Topic Modeling Use Cases
With the rapid increase in data, there is an urgent need of machine learning techniques that can automate data analysis. Topic modeling, a subset of Natural Language Processing, has been getting a lot of attention in recent years because of its insightful approach to text data, and efficiency with repetitive manual work. With its usage in areas such as social media monitoring, brand awareness and customer service, companies are taking advantage of Topic modeling and its effectiveness.
Here we review some of the current applications of Topic modeling:
Topic Modeling can be used to monitor brand reputation through social media, blogs, review sites and forums. Analysing information on a day to day basis is quite important for a brand. This helps in maintaining a brand’s reputation. The importance of brand reputation can be known from the fact that 90% of consumers form opinions on a business based on their online reviews. 60% of consumers use products and services only if it has 4 or more stars. Considering this, Topic modeling can keep a check on brand image by tracking the business areas (topics) that consumers are discussing the most. Sentiment analysis can be used to know customer opinion and Keyword extraction can reveal the most relevant topics of conversation, giving a deeper insight of customer opinions.
Sales and Marketing
The purpose of sales and marketing is lead generation. And identifying leads is a difficult task, requiring tons of research and other manual work. Machine learning can automate some of these tasks, making them more effective and time saving. Topic learning models can help predict quality of leads based on their company descriptions. It can also be used to identify potential customers by analysing emails and identifying if the customer is a good fit.

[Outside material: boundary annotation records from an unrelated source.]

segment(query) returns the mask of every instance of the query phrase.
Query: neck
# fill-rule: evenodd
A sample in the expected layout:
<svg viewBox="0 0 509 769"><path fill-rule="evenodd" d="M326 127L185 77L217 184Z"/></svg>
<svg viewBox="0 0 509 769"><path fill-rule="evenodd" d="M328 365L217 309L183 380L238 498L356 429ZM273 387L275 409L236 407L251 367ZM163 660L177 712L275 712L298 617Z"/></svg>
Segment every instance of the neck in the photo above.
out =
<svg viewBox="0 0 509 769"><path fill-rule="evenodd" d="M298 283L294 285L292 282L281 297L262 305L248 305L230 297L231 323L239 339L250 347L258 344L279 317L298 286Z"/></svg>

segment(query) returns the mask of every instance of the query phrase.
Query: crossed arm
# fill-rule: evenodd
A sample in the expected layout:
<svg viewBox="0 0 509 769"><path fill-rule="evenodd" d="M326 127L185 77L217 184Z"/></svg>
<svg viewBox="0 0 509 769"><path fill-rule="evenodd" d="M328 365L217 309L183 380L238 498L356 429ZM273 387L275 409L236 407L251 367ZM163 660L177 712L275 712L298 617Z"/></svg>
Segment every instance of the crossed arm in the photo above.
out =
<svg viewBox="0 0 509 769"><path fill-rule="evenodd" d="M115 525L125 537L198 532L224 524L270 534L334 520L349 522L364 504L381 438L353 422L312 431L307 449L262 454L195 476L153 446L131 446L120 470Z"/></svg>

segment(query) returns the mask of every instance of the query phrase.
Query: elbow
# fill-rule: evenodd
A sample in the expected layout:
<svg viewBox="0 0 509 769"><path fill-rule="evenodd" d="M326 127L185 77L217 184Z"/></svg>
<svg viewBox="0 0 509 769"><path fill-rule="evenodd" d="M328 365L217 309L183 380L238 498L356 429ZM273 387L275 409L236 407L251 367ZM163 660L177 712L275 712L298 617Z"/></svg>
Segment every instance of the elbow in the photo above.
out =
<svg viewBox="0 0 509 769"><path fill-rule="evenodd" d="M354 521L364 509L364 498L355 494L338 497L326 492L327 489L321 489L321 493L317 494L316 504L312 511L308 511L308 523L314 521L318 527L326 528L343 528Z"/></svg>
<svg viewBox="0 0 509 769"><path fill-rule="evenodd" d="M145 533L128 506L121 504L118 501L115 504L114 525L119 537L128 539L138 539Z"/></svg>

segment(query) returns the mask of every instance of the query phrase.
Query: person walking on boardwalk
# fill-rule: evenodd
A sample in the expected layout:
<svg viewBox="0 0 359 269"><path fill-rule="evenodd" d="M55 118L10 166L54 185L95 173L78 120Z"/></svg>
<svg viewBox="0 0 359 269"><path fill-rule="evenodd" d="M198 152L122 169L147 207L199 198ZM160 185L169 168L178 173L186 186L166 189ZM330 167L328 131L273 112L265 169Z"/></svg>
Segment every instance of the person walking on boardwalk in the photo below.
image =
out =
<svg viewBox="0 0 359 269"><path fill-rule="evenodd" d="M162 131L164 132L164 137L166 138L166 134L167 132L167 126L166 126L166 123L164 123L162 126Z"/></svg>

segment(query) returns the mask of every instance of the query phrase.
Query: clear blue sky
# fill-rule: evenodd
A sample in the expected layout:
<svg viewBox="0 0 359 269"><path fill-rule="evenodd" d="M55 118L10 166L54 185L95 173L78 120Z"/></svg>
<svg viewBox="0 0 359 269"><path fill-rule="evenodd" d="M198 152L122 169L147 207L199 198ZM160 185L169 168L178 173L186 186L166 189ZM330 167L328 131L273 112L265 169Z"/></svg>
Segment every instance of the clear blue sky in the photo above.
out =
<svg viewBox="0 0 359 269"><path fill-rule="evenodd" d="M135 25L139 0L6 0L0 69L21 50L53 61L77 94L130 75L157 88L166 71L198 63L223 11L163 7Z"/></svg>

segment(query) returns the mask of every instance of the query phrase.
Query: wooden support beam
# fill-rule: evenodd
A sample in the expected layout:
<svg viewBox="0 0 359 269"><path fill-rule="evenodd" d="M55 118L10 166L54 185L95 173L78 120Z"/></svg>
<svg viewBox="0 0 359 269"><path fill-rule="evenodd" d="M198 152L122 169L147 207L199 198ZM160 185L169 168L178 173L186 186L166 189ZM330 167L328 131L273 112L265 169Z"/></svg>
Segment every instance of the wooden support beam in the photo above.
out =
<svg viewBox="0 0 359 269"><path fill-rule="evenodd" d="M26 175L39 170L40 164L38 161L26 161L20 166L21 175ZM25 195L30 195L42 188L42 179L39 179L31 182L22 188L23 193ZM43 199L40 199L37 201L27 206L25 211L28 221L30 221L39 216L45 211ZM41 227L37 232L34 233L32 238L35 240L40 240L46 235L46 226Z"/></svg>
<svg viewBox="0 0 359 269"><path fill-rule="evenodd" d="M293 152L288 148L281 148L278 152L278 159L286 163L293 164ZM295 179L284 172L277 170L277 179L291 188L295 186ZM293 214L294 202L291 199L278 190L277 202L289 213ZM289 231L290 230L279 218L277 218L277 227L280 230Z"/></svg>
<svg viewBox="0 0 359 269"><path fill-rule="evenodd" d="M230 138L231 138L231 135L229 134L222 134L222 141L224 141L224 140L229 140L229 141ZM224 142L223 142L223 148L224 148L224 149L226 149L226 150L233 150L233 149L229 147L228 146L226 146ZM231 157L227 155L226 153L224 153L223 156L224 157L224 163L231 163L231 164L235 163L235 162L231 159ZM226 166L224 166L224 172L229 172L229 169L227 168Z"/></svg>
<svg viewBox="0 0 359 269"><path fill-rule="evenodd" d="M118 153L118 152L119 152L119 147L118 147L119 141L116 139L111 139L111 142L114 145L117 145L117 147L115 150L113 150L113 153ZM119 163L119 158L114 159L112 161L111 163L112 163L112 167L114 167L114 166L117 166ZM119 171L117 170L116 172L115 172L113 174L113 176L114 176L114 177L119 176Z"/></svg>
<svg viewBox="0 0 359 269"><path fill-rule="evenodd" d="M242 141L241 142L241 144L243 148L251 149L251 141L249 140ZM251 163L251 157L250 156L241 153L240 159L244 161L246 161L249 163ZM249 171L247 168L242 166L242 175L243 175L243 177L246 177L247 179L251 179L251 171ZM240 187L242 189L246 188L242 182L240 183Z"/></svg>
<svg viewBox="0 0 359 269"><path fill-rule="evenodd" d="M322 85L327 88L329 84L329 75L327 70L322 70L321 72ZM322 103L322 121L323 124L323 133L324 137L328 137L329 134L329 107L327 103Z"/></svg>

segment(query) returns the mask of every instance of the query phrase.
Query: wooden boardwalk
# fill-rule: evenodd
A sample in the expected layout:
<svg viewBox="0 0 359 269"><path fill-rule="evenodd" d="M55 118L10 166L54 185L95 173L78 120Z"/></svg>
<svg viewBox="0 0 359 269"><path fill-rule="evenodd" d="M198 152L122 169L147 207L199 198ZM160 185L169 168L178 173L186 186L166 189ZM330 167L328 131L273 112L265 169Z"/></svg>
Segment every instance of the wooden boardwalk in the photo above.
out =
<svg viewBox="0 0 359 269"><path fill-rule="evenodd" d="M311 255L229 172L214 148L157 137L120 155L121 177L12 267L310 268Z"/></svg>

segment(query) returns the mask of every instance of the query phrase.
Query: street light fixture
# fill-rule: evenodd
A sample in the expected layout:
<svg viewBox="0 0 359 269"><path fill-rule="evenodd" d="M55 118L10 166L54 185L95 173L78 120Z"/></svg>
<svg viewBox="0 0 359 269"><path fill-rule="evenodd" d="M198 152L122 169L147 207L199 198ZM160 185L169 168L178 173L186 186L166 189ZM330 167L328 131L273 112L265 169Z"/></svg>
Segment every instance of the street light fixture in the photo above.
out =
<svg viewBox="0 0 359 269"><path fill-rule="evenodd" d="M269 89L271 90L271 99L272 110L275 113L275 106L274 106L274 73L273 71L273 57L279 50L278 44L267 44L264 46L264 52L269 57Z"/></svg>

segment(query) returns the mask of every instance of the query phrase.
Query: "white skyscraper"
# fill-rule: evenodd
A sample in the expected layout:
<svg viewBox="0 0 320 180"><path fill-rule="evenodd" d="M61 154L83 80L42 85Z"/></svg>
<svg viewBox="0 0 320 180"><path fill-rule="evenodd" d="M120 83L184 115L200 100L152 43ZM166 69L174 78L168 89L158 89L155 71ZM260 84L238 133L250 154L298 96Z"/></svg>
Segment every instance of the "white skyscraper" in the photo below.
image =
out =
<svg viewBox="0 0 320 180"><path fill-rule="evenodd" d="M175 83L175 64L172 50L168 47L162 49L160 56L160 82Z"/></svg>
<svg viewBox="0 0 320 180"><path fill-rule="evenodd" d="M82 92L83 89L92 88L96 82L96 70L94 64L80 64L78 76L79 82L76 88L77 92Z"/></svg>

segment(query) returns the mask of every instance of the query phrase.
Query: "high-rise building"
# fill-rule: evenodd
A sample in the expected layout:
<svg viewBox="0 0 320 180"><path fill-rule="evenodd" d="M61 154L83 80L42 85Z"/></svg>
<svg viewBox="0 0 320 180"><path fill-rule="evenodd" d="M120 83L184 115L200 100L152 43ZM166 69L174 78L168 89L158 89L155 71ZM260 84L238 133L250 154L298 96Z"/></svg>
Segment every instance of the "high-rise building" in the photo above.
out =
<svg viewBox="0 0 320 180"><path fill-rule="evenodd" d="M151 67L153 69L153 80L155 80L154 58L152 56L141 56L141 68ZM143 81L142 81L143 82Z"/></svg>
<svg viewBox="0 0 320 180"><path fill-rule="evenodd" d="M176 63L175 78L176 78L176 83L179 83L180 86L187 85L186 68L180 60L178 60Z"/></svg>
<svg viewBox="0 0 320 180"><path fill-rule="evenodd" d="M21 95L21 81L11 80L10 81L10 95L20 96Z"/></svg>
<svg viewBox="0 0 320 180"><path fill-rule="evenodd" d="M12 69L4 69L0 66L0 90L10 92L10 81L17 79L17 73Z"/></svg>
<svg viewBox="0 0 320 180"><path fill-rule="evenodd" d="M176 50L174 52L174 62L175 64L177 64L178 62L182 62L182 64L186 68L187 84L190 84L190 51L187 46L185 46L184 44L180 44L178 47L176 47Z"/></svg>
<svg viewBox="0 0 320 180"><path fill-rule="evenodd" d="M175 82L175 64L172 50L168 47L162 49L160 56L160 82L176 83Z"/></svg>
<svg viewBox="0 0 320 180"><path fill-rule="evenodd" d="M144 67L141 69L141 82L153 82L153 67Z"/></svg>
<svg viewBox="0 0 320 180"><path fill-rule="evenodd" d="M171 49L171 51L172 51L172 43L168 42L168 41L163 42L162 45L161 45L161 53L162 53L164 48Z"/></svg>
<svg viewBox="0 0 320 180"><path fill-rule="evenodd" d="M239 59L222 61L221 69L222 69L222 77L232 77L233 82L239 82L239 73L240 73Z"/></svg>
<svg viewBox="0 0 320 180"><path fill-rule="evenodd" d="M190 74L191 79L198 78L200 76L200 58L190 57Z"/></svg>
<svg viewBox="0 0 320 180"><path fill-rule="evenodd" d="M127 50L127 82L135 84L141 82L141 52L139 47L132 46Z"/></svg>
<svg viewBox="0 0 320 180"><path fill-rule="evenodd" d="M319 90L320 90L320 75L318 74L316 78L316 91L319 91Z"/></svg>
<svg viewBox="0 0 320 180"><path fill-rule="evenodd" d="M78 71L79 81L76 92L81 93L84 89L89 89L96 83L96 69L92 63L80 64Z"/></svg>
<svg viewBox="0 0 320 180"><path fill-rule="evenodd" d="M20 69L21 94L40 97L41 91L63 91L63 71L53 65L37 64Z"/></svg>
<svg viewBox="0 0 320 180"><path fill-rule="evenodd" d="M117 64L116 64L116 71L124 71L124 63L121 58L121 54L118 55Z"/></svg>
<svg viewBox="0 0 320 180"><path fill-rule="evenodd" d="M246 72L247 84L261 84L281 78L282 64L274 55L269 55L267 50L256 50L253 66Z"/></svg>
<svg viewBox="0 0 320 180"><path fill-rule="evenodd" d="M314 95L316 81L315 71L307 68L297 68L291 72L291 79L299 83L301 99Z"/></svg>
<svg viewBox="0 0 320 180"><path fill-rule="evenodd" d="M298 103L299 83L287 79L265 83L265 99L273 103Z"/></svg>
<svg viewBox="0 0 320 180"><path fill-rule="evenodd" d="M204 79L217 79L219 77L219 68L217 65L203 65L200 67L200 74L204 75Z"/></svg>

Outbound email responses can be filtered with the help of ML models, to avoid sending unwanted emails and allowing receivers to opt out according to their response. This saves the sales team a lot of time.
Improving Customer Experience
A great customer experience is important to make a business stand out from its competitors. Customer service plays a major role in influencing consumer loyalty towards a product or service. According to statistics 56% of consumers stop using a product due to poor customer service.
Clearing support tickets at help desk play a big role in customer service. It involves processing huge amounts of texts. Here, machine learning algorithms can be used to sort out data, such as customer support tickets, to understand the issue related with each ticket by recognising text patterns.
A researcher’s ability to interpret biological information is highly improved with the help of Topic modeling. In the past decade, there has been an increasing growth of biological data. This brings in the requirement of extracting information and relations from such data. Topic modeling has become a useful tool in bioinformatics, as researchers are implementing the technique into various biological data. It helps in understanding the biological meaning of topics in more detail.
Topic modeling and text analysis is giving companies valuable insights from their data. With the help of machine learning it is now possible to gain deep knowledge about consumers, their likes and dislikes, online conversations, etc. This provides companies opportunities for further improvements and helps them be prepared for future crises.